Kindergarten camp helps incoming students transition to school

Denman kindergarten teacher Beth Kniel reads a book on Friday to a group of incoming kindergartners at Denman School. Denman and Iles School held “kindergarten camps” on Friday for incoming first-year students to adjust to school. | H-W Photo/Jake Shane
By Herald-Whig
Posted: Aug. 3, 2019 12:01 am

QUINCY -- Kenley Parks already has figured out the most important thing about starting school.

"I get to learn," the incoming kindergartner said.

She got the chance Friday to learn a little more about what kindergarten classes will be like at Sarah Atwater Denman Elementary School.

An all-new Kindergarten Camp -- held Friday at Denman and Iles with similar camps planned Tuesday at Baldwin, Aug. 12 at Rooney and Aug. 13 at Lincoln-Douglas -- gave incoming students an opportunity to start to get comfortable with their teacher and their school.

"The goal is so kids will be more comfortable when they come the first day of school," Denman kindergarten teacher Beth Kniel said.

Some 70 students took advantage of the opportunity, turning out for the morning and evening camp sessions.

"We want to get to know them a little and for them to get to know us," Denman teacher Pam Havermale said.

Kenley had no hesitation, marching down the hallway with a friend to the kindergarten common space where blocks, other building toys and books awaited.

She liked coming to camp. "I have fun," she said, just before she started playing with wooden blocks while sitting on a colorful rug.

Kenley's mom Sharadan Parks said the camp is a wonderful idea.

"It kind of helps ease the tension of first-day jitters. They've been here before, so that first day of school's not going to be such a big deal," Parks said.

The brand-new kindergartners tried out activities they would do on a typical first day of school. Teachers read a story, students did an art project and they had a chance to play with blocks and puzzles in the common area for the kindergarten classrooms.

"It also gives us an opportunity to see the kids and see how they interact with other kids, too. We see ones who are shy or might need a little more TLC the first day," Kniel said. "It gives us a little more information to make that first day a positive one for them."

When one little girl preferred reading to building with blocks, Kniel sat down with her and a bin of books.
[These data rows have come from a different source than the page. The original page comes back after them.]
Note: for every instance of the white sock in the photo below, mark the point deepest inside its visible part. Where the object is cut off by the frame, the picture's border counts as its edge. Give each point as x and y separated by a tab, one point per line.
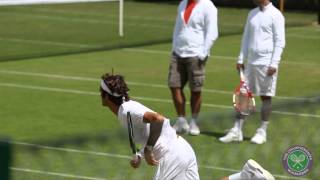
264	125
181	118
194	118
238	124
266	110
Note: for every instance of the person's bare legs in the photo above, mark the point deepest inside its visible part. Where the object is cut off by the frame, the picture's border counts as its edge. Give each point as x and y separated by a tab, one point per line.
195	109
261	135
179	100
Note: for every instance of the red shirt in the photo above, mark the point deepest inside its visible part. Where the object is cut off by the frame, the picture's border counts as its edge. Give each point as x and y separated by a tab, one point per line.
191	4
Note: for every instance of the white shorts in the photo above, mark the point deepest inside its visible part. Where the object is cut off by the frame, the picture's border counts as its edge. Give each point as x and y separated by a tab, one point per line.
179	163
258	81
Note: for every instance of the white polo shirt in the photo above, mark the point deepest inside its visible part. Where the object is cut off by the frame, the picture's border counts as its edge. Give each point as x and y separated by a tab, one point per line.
141	130
196	37
264	37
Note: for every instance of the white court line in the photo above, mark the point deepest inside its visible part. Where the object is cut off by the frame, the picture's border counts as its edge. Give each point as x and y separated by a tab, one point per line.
117	156
87	20
54	174
73	91
129	82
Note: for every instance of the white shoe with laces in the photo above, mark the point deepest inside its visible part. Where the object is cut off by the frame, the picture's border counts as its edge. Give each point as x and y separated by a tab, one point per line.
181	125
234	135
194	129
253	171
260	137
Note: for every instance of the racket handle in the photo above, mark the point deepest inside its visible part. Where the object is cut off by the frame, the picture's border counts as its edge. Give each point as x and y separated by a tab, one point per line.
242	77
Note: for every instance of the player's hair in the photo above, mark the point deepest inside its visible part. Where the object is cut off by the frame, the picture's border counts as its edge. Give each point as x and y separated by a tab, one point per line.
117	85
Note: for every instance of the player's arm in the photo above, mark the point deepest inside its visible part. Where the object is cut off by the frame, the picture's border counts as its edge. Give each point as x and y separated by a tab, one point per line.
156	122
211	30
278	29
244	45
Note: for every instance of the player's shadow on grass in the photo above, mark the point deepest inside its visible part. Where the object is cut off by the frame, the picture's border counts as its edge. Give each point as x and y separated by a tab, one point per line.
217	135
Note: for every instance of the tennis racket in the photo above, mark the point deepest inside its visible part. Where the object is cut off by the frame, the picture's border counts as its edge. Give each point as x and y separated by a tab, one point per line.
131	135
243	99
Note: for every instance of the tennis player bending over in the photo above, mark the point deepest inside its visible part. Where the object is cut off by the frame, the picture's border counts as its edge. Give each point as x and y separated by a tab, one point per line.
173	156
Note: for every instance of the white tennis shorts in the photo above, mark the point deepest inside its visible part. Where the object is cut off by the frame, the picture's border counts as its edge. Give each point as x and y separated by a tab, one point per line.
258	81
179	163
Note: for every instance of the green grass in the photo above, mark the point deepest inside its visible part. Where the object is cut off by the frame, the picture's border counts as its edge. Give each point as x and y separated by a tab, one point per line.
40	42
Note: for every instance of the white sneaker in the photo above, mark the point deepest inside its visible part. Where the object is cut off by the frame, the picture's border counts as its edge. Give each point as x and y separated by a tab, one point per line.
260	137
194	129
234	134
181	125
253	171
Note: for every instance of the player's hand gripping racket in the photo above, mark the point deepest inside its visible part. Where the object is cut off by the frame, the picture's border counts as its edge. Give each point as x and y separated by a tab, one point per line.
243	100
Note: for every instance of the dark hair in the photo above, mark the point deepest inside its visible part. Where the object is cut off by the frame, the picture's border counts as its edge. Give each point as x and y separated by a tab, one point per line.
117	85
Soon Kniel was surrounded, with the kids hanging on her every word.

Kindergartner Aria Stark had some initial doubts, but soon she was happily playing.
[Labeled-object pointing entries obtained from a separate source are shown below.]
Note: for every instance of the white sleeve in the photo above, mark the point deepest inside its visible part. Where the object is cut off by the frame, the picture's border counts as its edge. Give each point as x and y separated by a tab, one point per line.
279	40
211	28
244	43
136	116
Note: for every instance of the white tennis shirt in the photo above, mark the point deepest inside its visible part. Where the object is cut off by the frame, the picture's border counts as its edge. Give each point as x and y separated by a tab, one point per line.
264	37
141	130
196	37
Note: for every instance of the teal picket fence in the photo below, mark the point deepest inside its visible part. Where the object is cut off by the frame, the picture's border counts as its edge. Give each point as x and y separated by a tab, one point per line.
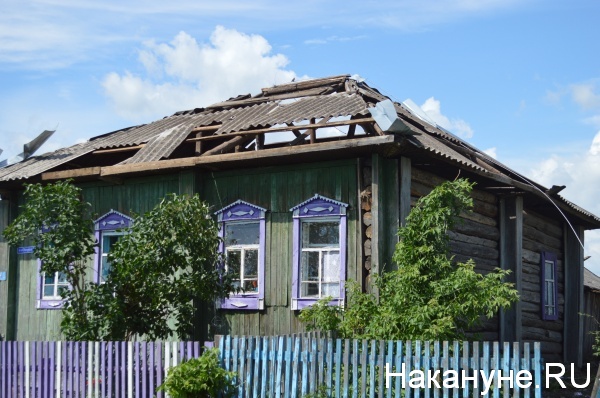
299	366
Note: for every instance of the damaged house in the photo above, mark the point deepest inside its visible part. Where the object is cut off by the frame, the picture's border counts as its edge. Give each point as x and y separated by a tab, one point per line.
325	170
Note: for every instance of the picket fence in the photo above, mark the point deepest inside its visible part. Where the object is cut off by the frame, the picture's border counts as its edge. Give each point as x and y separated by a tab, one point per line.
298	366
57	369
295	366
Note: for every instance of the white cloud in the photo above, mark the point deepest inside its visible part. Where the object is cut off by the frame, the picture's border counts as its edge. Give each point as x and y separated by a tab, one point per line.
585	96
185	74
491	152
432	108
580	172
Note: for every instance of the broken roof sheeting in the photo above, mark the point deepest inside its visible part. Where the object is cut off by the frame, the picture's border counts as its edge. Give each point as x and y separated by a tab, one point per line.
288	103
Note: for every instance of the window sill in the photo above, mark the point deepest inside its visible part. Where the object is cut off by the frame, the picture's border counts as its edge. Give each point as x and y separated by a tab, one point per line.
246	303
301	303
50	304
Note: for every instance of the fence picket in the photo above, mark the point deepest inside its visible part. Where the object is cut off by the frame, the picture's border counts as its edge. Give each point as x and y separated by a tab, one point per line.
285	366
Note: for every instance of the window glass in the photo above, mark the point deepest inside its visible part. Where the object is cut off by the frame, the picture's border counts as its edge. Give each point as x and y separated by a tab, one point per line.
320	259
241	234
315	234
108	241
241	248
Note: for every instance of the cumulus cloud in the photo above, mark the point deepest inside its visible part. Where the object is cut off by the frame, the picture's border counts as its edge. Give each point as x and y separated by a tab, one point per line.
186	74
581	174
491	152
432	108
585	95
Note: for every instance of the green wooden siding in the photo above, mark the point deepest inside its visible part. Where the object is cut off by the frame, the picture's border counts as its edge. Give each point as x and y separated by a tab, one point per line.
278	190
133	195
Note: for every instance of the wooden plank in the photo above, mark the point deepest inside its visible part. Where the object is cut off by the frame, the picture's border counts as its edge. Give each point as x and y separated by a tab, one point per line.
573	268
117	150
269	153
285	128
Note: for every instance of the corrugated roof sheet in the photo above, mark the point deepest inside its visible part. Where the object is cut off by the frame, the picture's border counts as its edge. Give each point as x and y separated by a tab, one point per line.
289	103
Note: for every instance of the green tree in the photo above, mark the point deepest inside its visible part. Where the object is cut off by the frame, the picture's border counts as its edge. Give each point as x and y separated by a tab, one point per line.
59	225
160	267
428	296
165	262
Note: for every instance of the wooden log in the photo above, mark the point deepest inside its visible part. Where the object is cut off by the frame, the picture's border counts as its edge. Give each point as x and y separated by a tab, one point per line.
547	225
541	237
469	227
471	250
457	236
542	334
367	218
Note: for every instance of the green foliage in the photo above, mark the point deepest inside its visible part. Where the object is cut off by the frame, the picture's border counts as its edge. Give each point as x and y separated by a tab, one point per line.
429	296
57	221
165	262
199	378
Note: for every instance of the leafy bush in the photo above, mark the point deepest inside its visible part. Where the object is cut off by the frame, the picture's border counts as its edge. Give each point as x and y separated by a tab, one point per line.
199	378
428	296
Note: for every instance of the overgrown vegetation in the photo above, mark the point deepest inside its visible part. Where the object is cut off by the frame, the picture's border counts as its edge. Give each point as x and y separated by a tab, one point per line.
199	378
164	263
59	225
428	296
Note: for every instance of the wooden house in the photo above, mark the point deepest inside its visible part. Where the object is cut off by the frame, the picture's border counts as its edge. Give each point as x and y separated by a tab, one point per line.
320	174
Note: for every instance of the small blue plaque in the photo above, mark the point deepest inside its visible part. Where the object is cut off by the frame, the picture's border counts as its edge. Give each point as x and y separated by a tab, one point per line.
25	249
Audreanna Stark said her daughter alternates between being excited and being nervous about the start of school on Aug. 15. "Most days she's excited to make new friends," Stark said.

"Introducing kindergarten in a smaller chunk at one time is going to be beneficial for those kids who are shy and also beneficial for ones who are outgoing," Stark said. "A whole day of kindergarten can kind of be a little overwhelming. This takes that away."
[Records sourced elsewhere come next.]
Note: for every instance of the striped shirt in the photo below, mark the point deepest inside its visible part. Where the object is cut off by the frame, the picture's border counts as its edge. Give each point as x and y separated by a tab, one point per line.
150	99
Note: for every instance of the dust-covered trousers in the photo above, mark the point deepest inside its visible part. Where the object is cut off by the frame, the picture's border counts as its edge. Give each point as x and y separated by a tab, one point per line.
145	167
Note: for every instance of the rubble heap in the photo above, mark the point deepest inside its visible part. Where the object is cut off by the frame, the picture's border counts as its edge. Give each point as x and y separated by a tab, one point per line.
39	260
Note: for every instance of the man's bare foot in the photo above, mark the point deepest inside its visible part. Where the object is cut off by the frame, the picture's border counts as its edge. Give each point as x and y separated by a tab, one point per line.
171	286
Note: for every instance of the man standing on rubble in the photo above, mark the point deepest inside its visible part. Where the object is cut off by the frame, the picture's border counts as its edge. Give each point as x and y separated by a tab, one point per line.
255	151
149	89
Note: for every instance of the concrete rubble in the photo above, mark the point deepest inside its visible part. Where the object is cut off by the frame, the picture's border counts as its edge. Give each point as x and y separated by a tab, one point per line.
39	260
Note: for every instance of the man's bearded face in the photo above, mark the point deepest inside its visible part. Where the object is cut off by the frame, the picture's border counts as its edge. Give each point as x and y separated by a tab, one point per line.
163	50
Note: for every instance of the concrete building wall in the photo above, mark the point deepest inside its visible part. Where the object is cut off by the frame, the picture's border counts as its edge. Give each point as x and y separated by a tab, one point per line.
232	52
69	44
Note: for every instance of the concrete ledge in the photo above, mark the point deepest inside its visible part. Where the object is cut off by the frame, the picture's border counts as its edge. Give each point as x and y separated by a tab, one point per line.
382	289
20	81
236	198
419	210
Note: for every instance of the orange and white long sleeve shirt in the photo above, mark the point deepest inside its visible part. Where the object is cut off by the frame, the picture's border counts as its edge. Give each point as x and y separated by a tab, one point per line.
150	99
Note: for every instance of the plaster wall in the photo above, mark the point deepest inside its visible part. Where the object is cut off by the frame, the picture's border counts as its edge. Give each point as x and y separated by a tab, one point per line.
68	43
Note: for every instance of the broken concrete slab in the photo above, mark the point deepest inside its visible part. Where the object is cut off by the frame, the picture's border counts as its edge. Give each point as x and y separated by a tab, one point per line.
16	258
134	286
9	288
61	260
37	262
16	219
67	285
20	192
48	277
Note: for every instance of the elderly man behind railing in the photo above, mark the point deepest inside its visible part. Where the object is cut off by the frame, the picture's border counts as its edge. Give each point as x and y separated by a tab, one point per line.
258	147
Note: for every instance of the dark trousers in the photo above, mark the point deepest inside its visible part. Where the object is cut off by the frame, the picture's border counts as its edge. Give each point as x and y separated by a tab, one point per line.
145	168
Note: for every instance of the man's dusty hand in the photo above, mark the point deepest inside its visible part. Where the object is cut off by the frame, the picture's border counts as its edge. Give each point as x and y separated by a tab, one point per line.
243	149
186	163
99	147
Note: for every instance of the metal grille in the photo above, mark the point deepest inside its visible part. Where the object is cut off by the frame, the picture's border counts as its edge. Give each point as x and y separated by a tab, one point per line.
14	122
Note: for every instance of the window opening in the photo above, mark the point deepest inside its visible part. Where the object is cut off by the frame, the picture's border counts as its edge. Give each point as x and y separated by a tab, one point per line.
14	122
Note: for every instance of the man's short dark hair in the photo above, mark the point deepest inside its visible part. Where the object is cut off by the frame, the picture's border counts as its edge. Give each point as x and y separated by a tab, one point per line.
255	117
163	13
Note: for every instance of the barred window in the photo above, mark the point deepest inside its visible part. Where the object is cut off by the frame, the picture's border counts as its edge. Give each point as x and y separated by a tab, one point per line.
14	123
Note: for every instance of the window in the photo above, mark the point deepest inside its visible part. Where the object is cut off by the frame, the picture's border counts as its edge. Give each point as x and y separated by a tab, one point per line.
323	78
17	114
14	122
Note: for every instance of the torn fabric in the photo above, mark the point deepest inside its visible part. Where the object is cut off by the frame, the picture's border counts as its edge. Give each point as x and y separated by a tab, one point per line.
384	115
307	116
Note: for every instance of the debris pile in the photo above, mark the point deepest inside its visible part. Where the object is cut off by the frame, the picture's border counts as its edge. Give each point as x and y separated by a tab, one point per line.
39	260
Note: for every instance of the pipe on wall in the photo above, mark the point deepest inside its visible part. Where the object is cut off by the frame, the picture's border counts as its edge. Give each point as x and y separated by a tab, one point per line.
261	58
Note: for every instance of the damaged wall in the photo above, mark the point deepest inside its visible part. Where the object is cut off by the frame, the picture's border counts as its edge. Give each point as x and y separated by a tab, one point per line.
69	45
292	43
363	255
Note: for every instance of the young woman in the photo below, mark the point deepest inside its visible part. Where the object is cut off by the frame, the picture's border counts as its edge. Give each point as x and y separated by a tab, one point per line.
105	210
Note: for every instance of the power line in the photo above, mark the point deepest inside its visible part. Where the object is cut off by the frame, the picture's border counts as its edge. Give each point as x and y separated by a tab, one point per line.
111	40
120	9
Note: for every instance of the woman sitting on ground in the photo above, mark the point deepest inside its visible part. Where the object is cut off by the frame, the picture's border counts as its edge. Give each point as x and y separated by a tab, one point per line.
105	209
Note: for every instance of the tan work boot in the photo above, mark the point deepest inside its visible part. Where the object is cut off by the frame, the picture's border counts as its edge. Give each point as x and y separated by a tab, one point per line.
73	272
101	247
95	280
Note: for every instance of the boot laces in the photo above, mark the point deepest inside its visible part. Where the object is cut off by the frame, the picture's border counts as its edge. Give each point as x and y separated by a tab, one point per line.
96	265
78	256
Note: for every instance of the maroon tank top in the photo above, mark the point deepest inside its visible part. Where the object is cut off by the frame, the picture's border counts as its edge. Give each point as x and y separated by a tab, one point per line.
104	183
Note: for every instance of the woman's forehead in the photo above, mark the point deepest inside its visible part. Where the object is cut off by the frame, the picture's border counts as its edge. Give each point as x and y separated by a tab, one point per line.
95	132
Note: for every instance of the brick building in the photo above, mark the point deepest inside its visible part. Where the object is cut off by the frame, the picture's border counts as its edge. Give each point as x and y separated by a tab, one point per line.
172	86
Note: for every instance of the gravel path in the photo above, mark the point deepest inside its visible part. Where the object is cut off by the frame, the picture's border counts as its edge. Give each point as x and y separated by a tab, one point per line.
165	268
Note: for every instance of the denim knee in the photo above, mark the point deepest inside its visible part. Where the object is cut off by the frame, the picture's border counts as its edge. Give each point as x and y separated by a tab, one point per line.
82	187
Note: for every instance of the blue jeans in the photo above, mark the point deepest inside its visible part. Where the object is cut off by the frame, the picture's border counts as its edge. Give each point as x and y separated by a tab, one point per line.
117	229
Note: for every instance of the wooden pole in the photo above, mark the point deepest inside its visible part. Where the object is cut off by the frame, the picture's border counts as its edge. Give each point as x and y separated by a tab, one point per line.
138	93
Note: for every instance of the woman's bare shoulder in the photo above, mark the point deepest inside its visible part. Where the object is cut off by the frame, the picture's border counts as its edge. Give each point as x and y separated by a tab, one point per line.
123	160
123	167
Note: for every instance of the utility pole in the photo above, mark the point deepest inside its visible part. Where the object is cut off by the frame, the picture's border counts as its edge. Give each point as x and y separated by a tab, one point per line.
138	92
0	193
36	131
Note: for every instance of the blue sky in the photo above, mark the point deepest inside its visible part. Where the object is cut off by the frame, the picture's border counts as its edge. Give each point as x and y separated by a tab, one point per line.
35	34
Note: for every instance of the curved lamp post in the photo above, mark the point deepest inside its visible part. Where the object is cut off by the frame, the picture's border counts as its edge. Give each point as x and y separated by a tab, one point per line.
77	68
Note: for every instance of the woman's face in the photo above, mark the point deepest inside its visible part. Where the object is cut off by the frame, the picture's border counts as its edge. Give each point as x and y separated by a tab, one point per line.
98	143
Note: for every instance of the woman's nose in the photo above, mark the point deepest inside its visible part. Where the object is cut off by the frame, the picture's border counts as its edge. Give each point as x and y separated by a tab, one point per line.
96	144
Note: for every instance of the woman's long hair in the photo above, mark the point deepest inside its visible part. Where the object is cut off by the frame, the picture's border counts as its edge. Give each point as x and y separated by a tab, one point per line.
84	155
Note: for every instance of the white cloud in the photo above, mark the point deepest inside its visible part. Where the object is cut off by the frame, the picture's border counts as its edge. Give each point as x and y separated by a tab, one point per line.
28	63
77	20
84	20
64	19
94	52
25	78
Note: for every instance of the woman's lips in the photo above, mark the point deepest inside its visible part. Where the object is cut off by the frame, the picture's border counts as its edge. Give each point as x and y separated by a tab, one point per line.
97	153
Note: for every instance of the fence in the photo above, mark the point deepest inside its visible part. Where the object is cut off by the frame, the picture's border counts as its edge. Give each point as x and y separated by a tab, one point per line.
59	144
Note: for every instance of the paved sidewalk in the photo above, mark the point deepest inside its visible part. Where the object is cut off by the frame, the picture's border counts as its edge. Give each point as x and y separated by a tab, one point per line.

The camps provide a follow-up to kindergarten roundup, held in the spring, and were designed especially to help students make the transition to the new Denman and Thomas S. Baldwin buildings. Students for those buildings were split between the former Adams, Berrian, Ellington and Madison Schools.

"We knew the building they were coming to for roundup would not be the same building in the fall. Kids got to go to a classroom, but we wanted them to be able to see a classroom in the building they would be in," Kniel said.

"We wanted to allay any fears the parents and kids might have coming into a brand-new building," Havermale said. "We want them to get a feel of the building, get the lay of the land before 500 kids walk in the front door."